That optimism went awry quickly, though, when it came to player commitment for the 2018-19 season, and Red Wings general manager Perry Compton didn’t see it coming.

The Red Wings announced over the weekend they wouldn’t be back for another season after coming to the painful realization there weren’t enough committed players to form a team for the four-team senior hockey setup in the west.

Compton said the organization made the tough decision to fold after having small numbers show up for the four open tryout sessions.

The Red Wings had a 25-man roster to work with last season, but 16 of those won’t be back this year for different reasons and only five or six players from that 25-man roster actually lived in Deer Lake.

“Not having the players, I have to tell you, that was the farthest thing from our minds,” Compton said. “We never thought it was going to be like this. We knew it was going to be a struggle, but we never thought it would be like this.”

Compton said management wasn’t willing to put in the required time and commitment to keep the team in the mix when there were clearly not enough bodies to form a team.

He praised the other three teams’ management teams for keeping senior hockey alive in their respective communities and believes there are some good people involved in the game, so he doesn’t rule out a return down the road.

A four-team league would have been ideal, Compton figures, so he worries about the future of senior hockey on the west coast with only three teams operating.

“I think the variety with three teams isn’t the same,” he said.

The league, which will open Nov. 16, will continue with three teams — the Corner Brook Royals, Stephenville Jets and Port aux Basque Mariners — participating in a 12-game regular season.

Any former Red Wings players still wanting to play in the league must enter a dispersal draft. The draft is scheduled for Thursday night, with the Jets picking first, the Royals getting the second pick and the Mariners following up with No. 3. Any player wishing to have their name submitted in the dispersal draft must contact league president Wayne Hounsell.

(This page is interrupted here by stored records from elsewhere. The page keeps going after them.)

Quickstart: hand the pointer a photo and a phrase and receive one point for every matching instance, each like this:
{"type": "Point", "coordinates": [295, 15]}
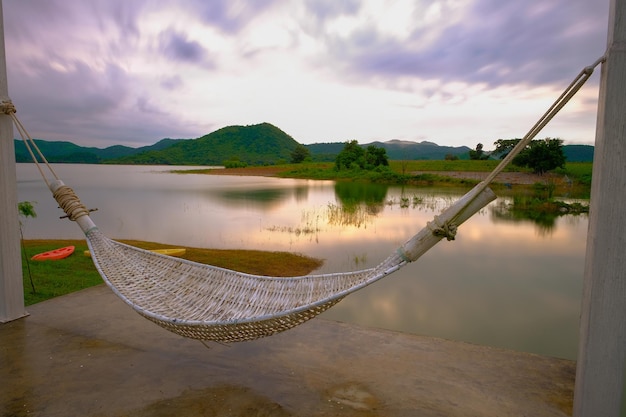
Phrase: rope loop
{"type": "Point", "coordinates": [70, 203]}
{"type": "Point", "coordinates": [8, 107]}
{"type": "Point", "coordinates": [447, 229]}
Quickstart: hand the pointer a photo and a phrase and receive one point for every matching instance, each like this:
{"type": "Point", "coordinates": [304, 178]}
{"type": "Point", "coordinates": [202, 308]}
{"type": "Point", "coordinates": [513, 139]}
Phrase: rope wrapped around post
{"type": "Point", "coordinates": [69, 201]}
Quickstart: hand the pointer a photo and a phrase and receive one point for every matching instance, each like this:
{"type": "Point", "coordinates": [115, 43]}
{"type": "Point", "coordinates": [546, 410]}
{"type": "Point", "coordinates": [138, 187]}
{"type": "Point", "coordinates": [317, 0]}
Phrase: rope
{"type": "Point", "coordinates": [8, 108]}
{"type": "Point", "coordinates": [64, 195]}
{"type": "Point", "coordinates": [559, 103]}
{"type": "Point", "coordinates": [70, 203]}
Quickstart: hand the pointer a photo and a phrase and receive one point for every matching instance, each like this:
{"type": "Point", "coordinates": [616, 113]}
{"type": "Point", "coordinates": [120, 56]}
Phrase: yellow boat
{"type": "Point", "coordinates": [168, 252]}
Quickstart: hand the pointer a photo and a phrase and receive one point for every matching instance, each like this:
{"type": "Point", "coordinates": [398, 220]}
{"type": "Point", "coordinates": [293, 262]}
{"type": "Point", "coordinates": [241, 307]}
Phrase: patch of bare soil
{"type": "Point", "coordinates": [269, 171]}
{"type": "Point", "coordinates": [503, 177]}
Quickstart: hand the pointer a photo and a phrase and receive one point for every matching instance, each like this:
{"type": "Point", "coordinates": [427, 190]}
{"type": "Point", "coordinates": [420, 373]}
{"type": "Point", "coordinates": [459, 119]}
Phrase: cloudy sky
{"type": "Point", "coordinates": [454, 72]}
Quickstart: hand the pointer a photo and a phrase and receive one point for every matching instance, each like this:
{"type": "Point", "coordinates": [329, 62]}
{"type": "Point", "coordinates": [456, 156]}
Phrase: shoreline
{"type": "Point", "coordinates": [518, 178]}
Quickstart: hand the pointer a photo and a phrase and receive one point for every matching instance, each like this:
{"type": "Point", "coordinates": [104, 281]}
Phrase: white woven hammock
{"type": "Point", "coordinates": [210, 303]}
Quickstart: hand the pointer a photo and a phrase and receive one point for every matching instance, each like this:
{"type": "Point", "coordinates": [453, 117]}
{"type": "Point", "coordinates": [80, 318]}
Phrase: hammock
{"type": "Point", "coordinates": [210, 303]}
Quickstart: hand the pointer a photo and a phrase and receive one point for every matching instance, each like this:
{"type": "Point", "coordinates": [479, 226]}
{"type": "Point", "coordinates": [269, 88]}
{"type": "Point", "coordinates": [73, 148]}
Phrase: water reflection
{"type": "Point", "coordinates": [501, 282]}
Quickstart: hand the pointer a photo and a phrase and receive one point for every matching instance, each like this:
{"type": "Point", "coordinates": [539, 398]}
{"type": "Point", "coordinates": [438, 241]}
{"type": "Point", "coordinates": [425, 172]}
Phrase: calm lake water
{"type": "Point", "coordinates": [507, 283]}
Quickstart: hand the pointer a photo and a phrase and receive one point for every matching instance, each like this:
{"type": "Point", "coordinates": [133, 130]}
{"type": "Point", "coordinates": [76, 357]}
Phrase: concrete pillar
{"type": "Point", "coordinates": [601, 368]}
{"type": "Point", "coordinates": [11, 288]}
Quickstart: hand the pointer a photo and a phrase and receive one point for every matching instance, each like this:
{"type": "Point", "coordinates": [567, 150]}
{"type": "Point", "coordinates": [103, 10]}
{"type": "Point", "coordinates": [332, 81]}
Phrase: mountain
{"type": "Point", "coordinates": [68, 152]}
{"type": "Point", "coordinates": [262, 144]}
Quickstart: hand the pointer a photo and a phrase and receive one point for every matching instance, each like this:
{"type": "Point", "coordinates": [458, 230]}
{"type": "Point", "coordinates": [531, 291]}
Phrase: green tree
{"type": "Point", "coordinates": [478, 154]}
{"type": "Point", "coordinates": [300, 154]}
{"type": "Point", "coordinates": [504, 146]}
{"type": "Point", "coordinates": [351, 156]}
{"type": "Point", "coordinates": [26, 209]}
{"type": "Point", "coordinates": [375, 156]}
{"type": "Point", "coordinates": [354, 156]}
{"type": "Point", "coordinates": [542, 155]}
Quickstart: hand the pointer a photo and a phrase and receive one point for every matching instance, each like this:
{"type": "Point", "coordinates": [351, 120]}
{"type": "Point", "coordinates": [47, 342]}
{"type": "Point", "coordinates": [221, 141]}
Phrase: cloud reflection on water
{"type": "Point", "coordinates": [500, 283]}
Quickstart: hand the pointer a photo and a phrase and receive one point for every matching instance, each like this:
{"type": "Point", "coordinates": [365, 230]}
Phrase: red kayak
{"type": "Point", "coordinates": [55, 254]}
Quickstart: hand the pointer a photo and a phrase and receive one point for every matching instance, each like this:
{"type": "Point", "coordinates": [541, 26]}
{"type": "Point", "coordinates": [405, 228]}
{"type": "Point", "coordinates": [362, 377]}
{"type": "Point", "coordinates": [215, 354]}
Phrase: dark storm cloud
{"type": "Point", "coordinates": [177, 46]}
{"type": "Point", "coordinates": [58, 89]}
{"type": "Point", "coordinates": [497, 43]}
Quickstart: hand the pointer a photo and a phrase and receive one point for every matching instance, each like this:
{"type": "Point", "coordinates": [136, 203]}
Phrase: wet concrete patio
{"type": "Point", "coordinates": [88, 354]}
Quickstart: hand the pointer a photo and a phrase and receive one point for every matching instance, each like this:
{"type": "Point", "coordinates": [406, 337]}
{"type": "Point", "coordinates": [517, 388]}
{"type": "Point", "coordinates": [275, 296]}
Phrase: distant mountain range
{"type": "Point", "coordinates": [262, 144]}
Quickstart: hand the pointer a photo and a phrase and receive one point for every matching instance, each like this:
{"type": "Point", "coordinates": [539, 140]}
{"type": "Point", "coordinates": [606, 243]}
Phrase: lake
{"type": "Point", "coordinates": [503, 282]}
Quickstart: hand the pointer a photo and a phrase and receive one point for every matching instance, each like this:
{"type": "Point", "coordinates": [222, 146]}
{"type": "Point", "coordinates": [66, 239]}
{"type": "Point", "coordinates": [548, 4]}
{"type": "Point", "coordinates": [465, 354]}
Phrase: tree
{"type": "Point", "coordinates": [541, 155]}
{"type": "Point", "coordinates": [352, 155]}
{"type": "Point", "coordinates": [504, 146]}
{"type": "Point", "coordinates": [300, 154]}
{"type": "Point", "coordinates": [478, 154]}
{"type": "Point", "coordinates": [375, 156]}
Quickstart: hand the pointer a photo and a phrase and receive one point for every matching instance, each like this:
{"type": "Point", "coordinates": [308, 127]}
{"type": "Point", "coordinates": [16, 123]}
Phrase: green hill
{"type": "Point", "coordinates": [68, 152]}
{"type": "Point", "coordinates": [578, 153]}
{"type": "Point", "coordinates": [262, 144]}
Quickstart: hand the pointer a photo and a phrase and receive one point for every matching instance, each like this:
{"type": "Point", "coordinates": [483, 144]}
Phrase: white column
{"type": "Point", "coordinates": [11, 289]}
{"type": "Point", "coordinates": [601, 368]}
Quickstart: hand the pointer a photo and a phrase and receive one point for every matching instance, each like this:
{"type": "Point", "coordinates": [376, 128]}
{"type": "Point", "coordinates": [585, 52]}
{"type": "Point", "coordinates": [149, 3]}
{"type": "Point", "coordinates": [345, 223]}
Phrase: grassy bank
{"type": "Point", "coordinates": [48, 279]}
{"type": "Point", "coordinates": [428, 173]}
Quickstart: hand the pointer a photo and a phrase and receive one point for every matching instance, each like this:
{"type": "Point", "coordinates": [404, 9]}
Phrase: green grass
{"type": "Point", "coordinates": [54, 278]}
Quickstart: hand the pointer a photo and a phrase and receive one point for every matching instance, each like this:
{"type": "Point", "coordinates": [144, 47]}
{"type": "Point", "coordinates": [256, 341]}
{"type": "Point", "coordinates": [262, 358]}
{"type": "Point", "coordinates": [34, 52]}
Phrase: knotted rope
{"type": "Point", "coordinates": [70, 203]}
{"type": "Point", "coordinates": [64, 195]}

Here’s what the general managers of the three remaining teams had to say about forging ahead with a three-team setup:

Stephenville Jets

Jets general manager Art Barry isn’t happy about the league losing a team and his heart goes out to the people who have worked hard to keep senior hockey alive in Deer Lake.

“It’s sad to see (Deer Lake) go, to tell you the truth,” Barry said. “Bringing us down to a three-team league isn’t nice, but we’re going to forge ahead and hopefully Deer Lake will be back in again next year.”

Barry said people in all four centres have done what they can to provide a game of senior hockey free of charge to those who want to play and doesn’t think anything can be done if there is no interest in a particular area.

“We can only give them a game of hockey and if they don’t want to buy into that then I guess my only suggestion is for the boys to go back playing recreational hockey,” he said.

Corner Brook Royals

Corner Brook Royals president Dennis Waterman didn’t want the rival Red Wings on the sidelines this year because he believes the defending champions are a big part of the landscape and the team that puts forward the most challenge to his team in the quest for a championship.

“We’re not happy that they left the fold, but we understand all the reasons as to why they did, and hopefully they’re going to be able to regroup and next year come back with a competitive team again,” Waterman said.

He wasn’t overly surprised to see the Red Wings take a year off because management of the team had made it clear over the past few months that they were having trouble with forming a competitive roster, with a lot of players from last year’s roster no longer available to the team for various reasons.

“It didn’t come as a shocker as such,” he said.

Port aux Basques Mariners 

Port aux Basques Mariners GM Shannon Battiste wasn’t available for comment on Monday.